En una esquina de la calle, un hombre grueso y mugriento, que tenía el aspecto de un político judío, peroraba en medio de un grupo de personas.

-Es S..., el director del Mail Journal. Son tres hermanos, de los cuales uno se jacta de ser ciclista. Este hombre y el otro hermano fundaron un pequeño periódico que financiaban haciendo chantaje a personas importantes. Eran terriblemente pobres. Nadie pagaba. Así, empezaron a publicar, cada día durante dos semanas, una foto del corredor ciclista con las piernas al descubierto, los brazos desnudos y el pecho cubierto de medallas, ¡esperando que alguna heredera, cargada de millones de dinares, se enamorara de su soberbio físico y quisiera casarse con él!

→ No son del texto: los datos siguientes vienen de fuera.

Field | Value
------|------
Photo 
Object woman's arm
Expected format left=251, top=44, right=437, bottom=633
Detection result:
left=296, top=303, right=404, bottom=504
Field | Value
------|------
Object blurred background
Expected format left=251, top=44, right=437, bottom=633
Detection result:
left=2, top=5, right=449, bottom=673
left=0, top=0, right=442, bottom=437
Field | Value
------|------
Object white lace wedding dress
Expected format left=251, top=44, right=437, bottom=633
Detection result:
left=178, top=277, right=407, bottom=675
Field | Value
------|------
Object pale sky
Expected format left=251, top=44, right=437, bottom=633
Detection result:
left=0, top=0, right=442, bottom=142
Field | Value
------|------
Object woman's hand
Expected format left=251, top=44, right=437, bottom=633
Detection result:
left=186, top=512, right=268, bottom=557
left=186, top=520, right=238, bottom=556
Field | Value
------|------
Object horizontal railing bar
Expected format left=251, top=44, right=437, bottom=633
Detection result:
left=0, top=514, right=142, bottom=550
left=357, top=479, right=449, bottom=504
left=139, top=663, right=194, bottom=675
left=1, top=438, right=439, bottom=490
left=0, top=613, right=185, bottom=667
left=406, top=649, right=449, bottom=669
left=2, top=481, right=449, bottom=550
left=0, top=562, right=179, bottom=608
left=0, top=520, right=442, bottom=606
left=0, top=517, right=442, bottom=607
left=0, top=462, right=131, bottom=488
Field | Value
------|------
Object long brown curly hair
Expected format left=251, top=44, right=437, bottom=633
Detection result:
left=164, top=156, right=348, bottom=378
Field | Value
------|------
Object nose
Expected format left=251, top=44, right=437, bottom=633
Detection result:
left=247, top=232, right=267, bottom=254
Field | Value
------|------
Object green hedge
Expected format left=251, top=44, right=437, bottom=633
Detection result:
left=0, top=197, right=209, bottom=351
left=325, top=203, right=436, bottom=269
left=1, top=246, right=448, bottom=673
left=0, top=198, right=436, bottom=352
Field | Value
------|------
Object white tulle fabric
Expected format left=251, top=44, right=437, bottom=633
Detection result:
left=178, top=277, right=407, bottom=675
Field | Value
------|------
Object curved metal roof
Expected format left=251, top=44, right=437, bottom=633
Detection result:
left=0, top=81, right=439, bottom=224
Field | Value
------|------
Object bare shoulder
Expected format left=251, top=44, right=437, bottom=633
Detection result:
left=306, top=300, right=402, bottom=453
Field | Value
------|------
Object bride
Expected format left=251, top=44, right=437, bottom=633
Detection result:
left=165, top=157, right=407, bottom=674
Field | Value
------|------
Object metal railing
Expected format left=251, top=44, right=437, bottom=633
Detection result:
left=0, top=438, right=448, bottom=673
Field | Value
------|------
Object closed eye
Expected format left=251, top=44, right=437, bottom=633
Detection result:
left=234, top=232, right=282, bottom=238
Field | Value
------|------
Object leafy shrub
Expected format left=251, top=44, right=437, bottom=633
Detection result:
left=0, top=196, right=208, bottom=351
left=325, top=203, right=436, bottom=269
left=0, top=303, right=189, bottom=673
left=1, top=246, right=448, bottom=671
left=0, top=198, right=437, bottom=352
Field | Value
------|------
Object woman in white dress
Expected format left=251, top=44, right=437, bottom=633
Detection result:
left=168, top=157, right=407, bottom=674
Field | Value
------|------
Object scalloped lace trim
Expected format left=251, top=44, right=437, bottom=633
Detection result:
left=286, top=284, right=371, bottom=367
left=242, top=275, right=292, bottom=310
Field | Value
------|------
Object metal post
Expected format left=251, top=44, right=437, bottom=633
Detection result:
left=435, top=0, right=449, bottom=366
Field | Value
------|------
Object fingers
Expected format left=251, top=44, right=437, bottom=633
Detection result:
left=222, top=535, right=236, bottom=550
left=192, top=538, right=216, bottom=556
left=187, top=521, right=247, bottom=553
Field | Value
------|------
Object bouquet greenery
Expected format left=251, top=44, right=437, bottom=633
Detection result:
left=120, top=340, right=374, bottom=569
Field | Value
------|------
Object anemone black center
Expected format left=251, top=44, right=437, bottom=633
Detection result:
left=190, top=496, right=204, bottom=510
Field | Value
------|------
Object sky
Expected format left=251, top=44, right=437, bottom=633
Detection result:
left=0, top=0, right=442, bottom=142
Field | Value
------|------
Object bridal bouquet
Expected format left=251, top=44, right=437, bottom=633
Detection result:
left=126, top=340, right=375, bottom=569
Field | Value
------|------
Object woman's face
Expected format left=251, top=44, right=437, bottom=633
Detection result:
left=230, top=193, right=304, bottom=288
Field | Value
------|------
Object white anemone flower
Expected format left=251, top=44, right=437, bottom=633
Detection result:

Visitamos la antigua ciudadela turca que corona el abrupto promontorio que domina la confluencia del Sava y del Danubio. Allí estaban emplazados los cañones serbios y el fuego de los austriacos la había golpeado a fondo: no quedaba ni un solo edificio que no hubiera sido literalmente machacado. Las calles y los espacios al descubierto estaban repletos de cráteres excavados por los gruesos obuses. Todos los árboles habían sido cercenados. Nos arrastramos sobre el vientre, entre dos muros hundidos, hasta el borde del despeñadero que domina el río.

-No se hagan notar -nos recomendó el capitán que nos había tomado a cargo-. En cuanto ven algo que se mueve, los swabo nos envían un obús.

Desde lo alto del acantilado, la vista era magnífica: las aguas del crecido Danubio bajaban fangosas, las islas inundadas no dejaban aparecer más que la cúspide de sus árboles y las grandes llanuras de Hungría estaban sumergidas en un mar amarillo que se extendía hasta el horizonte. A unos tres kilómetros, al otro lado del Sava, la ciudad austriaca de Semlin dormía bajo el radiante sol. Era sobre esa colina baja, al Sudoeste, que estaba instalada la temible e invisible artillería enemiga. Y, más allá, en la misma dirección, siguiendo los meandros del Sava hasta todo lo lejos que la vista podía distinguir, se recortaban sobre el pálido cielo las montañas azules de Bosnia. Casi directamente debajo de nosotros, yacía el puente destruido del ferrocarril internacional que enlazaba Constantinopla con Europa occidental y, de forma impresionante, sus arcadas de acero hundían sus enormes pilares en la turbia y amarillenta agua. Río arriba, se extendía el islote semisumergido de Ciganlija, en el que la vanguardia serbia, enterrada en las trincheras, contenía al enemigo que se encontraba en otra isla, a menos de cuatrocientos metros de distancia. El capitán señaló varios puntos negros sobre el Danubio, algunos kilómetros más allá de Semlin.

-Son los monitores (barcos de guerra fluviales) austriacos -dijo-. Y ese barco bajo y negro, muy cerca de la ribera, hacia el Este, es la cañonera inglesa. La pasada noche remontó, sin ser vista, el río y torpedeó a un monitor austriaco. Desde entonces esperamos, de un momento a otro, que la ciudad sea bombardeada. Habitualmente, los austriacos se vengan sobre Belgrado.

Pero pasó el día y el enemigo no se manifestó, salvo una vez, cuando un avión francés sobrevoló el Sava. Un shrapnel blanco explotó justo por encima de nuestras cabezas y, aunque después el biplano desapareció hacia el Este, a kilómetros de allá, los cañones continuaron disparando.

-Han comprendido la lección -dijo Johnson con un aire de suficiencia-. La última vez que bombardearon Belgrado, los cañones de la Marina inglesa, francesa y rusa, cuya presencia aún no conocían, les replicaron. Bombardeamos Semlin y silenciamos a dos baterías austriacas.